I’ve been running into the sudden appearance of NaNs when I attempt to train using Adam and Half (float16) precision; my nets train just fine on half precision with SGD+nesterov momentum, and they train just fine with single precision (float32) and Adam, but switching them over to half seems to cause numerical instability. I’ve fiddled with the hyperparams a bit; upping epsilon helps a tiny bit but doesn’t fix the issue.
Is this something anyone else has info on? If not I can throw together a reproduction script and dig into the issue.
Thanks again! Been a good while since I’ve had to post on account of hitting no issues otherwise.

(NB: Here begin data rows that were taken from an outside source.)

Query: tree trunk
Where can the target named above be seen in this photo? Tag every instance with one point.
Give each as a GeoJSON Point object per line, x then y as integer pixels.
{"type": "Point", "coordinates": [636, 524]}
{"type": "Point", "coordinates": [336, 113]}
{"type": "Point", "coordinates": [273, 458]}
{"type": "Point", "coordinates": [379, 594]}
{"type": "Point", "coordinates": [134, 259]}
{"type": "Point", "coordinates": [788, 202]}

half precision is super finicky during training, so I’m not surprised.
One thing I recommend trying is to do the forward + backward in half precision, but the optimizer step in float precision.
To do this, you might have to clone your parameters, and cast them to float32 and once forward+backward is over, you copy over the param .data and .grad into this float32 copy (and call optimizer.step on this float32 copy) and then copy back…

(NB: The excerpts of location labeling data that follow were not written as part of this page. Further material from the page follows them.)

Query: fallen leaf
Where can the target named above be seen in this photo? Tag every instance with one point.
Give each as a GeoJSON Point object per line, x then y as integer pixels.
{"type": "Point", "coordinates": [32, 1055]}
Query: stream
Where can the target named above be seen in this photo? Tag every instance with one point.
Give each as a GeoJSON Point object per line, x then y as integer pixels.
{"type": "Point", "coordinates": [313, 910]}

Other than that, I dont have a good idea of why adam + half is giving NaNs.
EDIT: see below, it looks like eps was the culprit after all, no need for this solution.
Alright, got this working by just hanging onto fp32 copies of the parameters and keeping all of the Adam values in fp32 as well, as shown in This Gist. I suspect you could get the desired stability and do this even more efficiently by just keeping the Adam values in fp32 (I think there’s a divide-by-0 happening somewhere) but this gives the desired memory reduction without any loss of speed over fp32.
I had previously tried upping epsilon after tagging it as the culprit, but I can’t recall to exactly what values–as of right now I’m training with eps=1e-4 and it’s working just fine. Guess I should have dug into that further, thanks!
You might want to look at this paper: https://arxiv.org/abs/1609.07061
if you’re willing to keep a copy of weights/gradients in FP32 you might be able to reduce the precision of forward/backward step much further than FP16.
For anybody who arrives here through a google search -
This is a paper by Nvidia which sheds more light on training in FP16. https://arxiv.org/abs/1710.03740
Also they have been nice to provide implemented code -
This is a very old post, and google search took me here. For future references, it seems Adam is now adapted to do half-precision training with tuning on hyperparameters:
For me the backward function died before the optimizer was even called. My loss was very high and dividing the loss by 1e5 as last step before the backward pass helped to get rid of the NaN. Of course, performance could suffer, learning rate may need to be tuned etc.
I had this problem with TensorFlow, but this is the only post I found discussing it, so I might as well share my solution. Float16s can only represent numbers as small as 10e-5, but the default adam epsilons for TensorFlow and PyTorch are lower than this (10e-7 and 10e-8 respectively). This seems to cause underflow errors when using float16s. Changing the epsilon to 10e-4 solved the problem for me.